There are more than 50 voluntary DNR deer check stations throughout Michigan. You can find more information, including the locations and hours at www.michigan.gov/dnr.


----------



## Petronius (Oct 13, 2010)

Based on the Hunting Guide, I think she is a little too young:

Firearm Deer Hunting Rules for Youth Hunters

The following restrictions apply to youth hunters who participate in any firearm deer season:

Youths 10-11 years of age during the firearm seasons are limited to archery-only equipment using an antlerless or combination license as appropriate for the given season. Archery and junior archery licenses are only valid for the archery seasons.


Youths 12-13 years of age may hunt with a firearm only on private land and Commercial Forest Land (a public-land antlerless deer license is required to hunt antlerless deer on Commercial Forest Land).


All hunters under age 17 must be accompanied by a parent, guardian, or someone 18 or older designated by their parent or guardian.


All hunters participating in a firearm season must wear hunter orange.


A parent or legal guardian must accompany a youth under age 17. For all youth-only firearm deer seasons, an adult accompanying a youth firearm deer hunter cannot possess or carry a firearm, crossbow, or bow and arrow, except if the adult is a veteran with 100 percent disability, and the adult accompanying the youth does not need a deer hunting license, unless the youth is an apprentice hunter (see Apprentice Hunting License).


----------



## bigcountrysg (Oct 9, 2006)

I believe a check into this story is in order by the people that are paid to enforce the laws and regulations of hunting.

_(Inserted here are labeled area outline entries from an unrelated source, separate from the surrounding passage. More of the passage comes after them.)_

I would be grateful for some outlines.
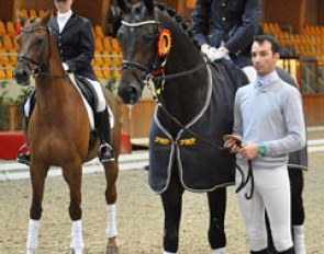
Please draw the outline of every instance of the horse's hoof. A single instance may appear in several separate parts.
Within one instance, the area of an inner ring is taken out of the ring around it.
[[[105,254],[119,254],[119,247],[118,246],[108,246]]]
[[[26,250],[26,254],[35,254],[35,253],[36,253],[35,250],[31,250],[31,249],[27,249],[27,250]]]

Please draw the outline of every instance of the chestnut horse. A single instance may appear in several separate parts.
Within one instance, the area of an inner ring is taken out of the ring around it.
[[[13,76],[18,83],[24,85],[29,83],[30,77],[34,76],[37,96],[25,134],[30,143],[30,175],[33,188],[26,253],[34,253],[37,249],[44,184],[52,165],[63,169],[64,178],[69,186],[71,247],[74,253],[82,253],[82,163],[98,155],[99,138],[96,131],[91,131],[90,118],[80,93],[63,69],[56,41],[47,26],[51,12],[43,18],[26,20],[21,14],[19,18],[22,28],[18,37],[19,60]],[[114,161],[104,163],[107,253],[118,253],[114,204],[119,174],[120,123],[115,99],[107,90],[104,95],[114,116]]]

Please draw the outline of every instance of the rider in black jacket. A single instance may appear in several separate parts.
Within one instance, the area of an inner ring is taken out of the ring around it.
[[[101,85],[94,74],[91,60],[94,56],[94,38],[91,22],[71,11],[72,0],[54,0],[58,10],[48,26],[55,35],[59,55],[65,71],[74,72],[77,76],[85,77],[94,88],[98,99],[97,108],[94,108],[94,125],[100,136],[99,159],[101,162],[108,162],[113,159],[110,131],[110,119],[105,99]],[[27,100],[25,112],[29,118],[33,106]],[[27,123],[27,120],[26,120]],[[19,153],[18,161],[29,164],[30,154]]]

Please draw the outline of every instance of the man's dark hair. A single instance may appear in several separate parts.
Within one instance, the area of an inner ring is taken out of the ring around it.
[[[279,50],[280,50],[280,45],[279,45],[278,41],[270,34],[256,35],[254,37],[254,42],[257,42],[258,44],[269,42],[271,44],[271,50],[273,54],[279,53]]]

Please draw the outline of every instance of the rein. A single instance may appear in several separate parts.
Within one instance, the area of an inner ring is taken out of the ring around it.
[[[127,27],[139,27],[139,26],[144,26],[144,25],[159,25],[158,21],[152,20],[152,21],[144,21],[144,22],[137,22],[137,23],[129,23],[125,21],[122,21],[122,25],[127,26]],[[158,59],[159,56],[157,56],[156,59]],[[186,70],[182,72],[178,72],[178,73],[172,73],[172,74],[165,74],[164,72],[164,67],[165,64],[167,61],[167,56],[164,56],[163,59],[163,64],[160,65],[160,67],[156,68],[156,62],[153,62],[152,66],[145,66],[141,62],[136,62],[136,61],[131,61],[131,60],[123,60],[122,61],[122,70],[129,70],[131,71],[131,73],[134,76],[134,78],[136,79],[136,81],[139,83],[141,88],[143,89],[145,85],[149,85],[150,82],[161,82],[161,84],[164,85],[164,82],[167,80],[171,80],[171,79],[177,79],[177,78],[181,78],[188,74],[192,74],[199,70],[201,70],[202,68],[206,67],[208,65],[212,64],[212,61],[209,58],[205,58],[205,61],[199,66],[197,66],[195,68],[191,69],[191,70]],[[138,77],[138,74],[133,70],[133,69],[137,69],[142,72],[144,72],[144,74],[141,74]],[[156,76],[155,73],[159,74]],[[163,86],[161,85],[161,86]],[[156,85],[153,85],[156,90]],[[160,91],[159,91],[160,92]],[[169,113],[167,111],[167,108],[158,101],[158,96],[156,96],[157,92],[155,92],[155,100],[157,101],[157,104],[159,106],[159,108],[161,108],[161,111],[177,125],[179,126],[181,129],[190,132],[193,137],[195,137],[197,139],[201,140],[204,143],[208,143],[209,146],[211,146],[212,148],[214,148],[215,150],[228,150],[228,148],[224,148],[223,146],[219,146],[212,141],[210,141],[209,139],[204,139],[202,138],[200,135],[198,135],[197,132],[194,132],[193,130],[187,128],[186,126],[183,126],[171,113]],[[236,193],[238,193],[239,190],[242,190],[248,183],[248,181],[252,181],[252,188],[250,188],[250,193],[249,194],[245,194],[246,199],[250,199],[253,197],[253,193],[254,193],[254,175],[253,175],[253,168],[252,168],[252,161],[248,161],[248,174],[247,174],[247,178],[246,181],[244,181],[244,172],[243,170],[236,164],[236,169],[239,171],[239,173],[242,174],[242,183],[239,184],[239,186],[236,189]]]
[[[48,28],[48,26],[41,26],[41,27],[35,27],[35,28],[24,28],[22,27],[20,31],[21,33],[27,33],[27,34],[33,34],[37,31],[43,31],[45,30],[46,31],[46,38],[47,38],[47,43],[48,43],[48,59],[51,58],[52,56],[52,47],[51,47],[51,44],[49,44],[49,38],[51,38],[51,30]],[[44,53],[45,53],[45,41],[42,43],[42,50],[41,50],[41,59],[44,58]],[[27,55],[21,55],[21,56],[18,56],[18,61],[26,61],[26,62],[31,62],[33,64],[35,67],[34,68],[31,68],[30,65],[29,68],[30,70],[32,71],[33,76],[36,77],[36,76],[45,76],[45,77],[53,77],[53,78],[65,78],[67,77],[68,74],[66,72],[64,72],[63,74],[53,74],[53,73],[49,73],[49,72],[44,72],[42,71],[42,65],[43,65],[43,60],[35,60],[33,59],[32,57],[27,56]]]

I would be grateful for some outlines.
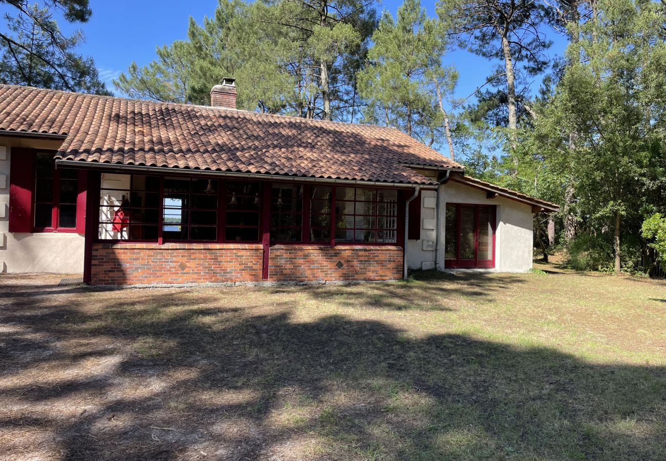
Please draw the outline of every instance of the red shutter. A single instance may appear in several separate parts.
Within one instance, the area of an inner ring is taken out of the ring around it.
[[[79,195],[77,196],[77,233],[85,233],[85,203],[88,193],[88,172],[79,170]]]
[[[9,172],[9,232],[32,232],[35,152],[12,148]]]
[[[421,193],[410,202],[410,222],[408,223],[407,238],[421,240]]]

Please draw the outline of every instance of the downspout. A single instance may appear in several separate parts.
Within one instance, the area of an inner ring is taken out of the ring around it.
[[[437,185],[437,199],[435,202],[435,213],[437,215],[437,221],[435,221],[435,270],[437,270],[440,265],[440,229],[442,229],[440,224],[442,221],[442,213],[440,211],[440,190],[442,185],[449,180],[449,175],[451,175],[451,169],[446,170],[444,177],[438,181]]]
[[[407,280],[407,240],[409,238],[409,225],[410,225],[410,202],[418,196],[418,193],[421,191],[421,186],[417,185],[414,189],[414,195],[410,197],[405,202],[405,241],[402,247],[402,278]]]

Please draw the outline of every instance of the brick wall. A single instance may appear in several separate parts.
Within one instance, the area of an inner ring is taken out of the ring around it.
[[[260,282],[260,244],[97,243],[92,284]]]
[[[276,245],[269,264],[271,281],[393,280],[402,276],[402,248]]]

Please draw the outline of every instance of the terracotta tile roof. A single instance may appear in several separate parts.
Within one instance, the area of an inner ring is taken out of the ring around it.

Reading the story it sounds like the dad is holding the gun. She sights it in and pulls the trigger. So I think it is a technicality. Who is the actual hunter. The father is holding the gun but she pulls the trigger.


----------



## 2PawsRiver (Aug 4, 2002)

She kinda sights down it and pulls the trigger......nice

I think they need to get back to basics, like rithmatic.:lol:

She's cute as a button, but I still don't support children hunting.


----------



## Sailor (Jan 2, 2002)

Jeeze Guys..lighten up ! Didn't your dad ever let you sit on his lap and "drive" the car ???


----------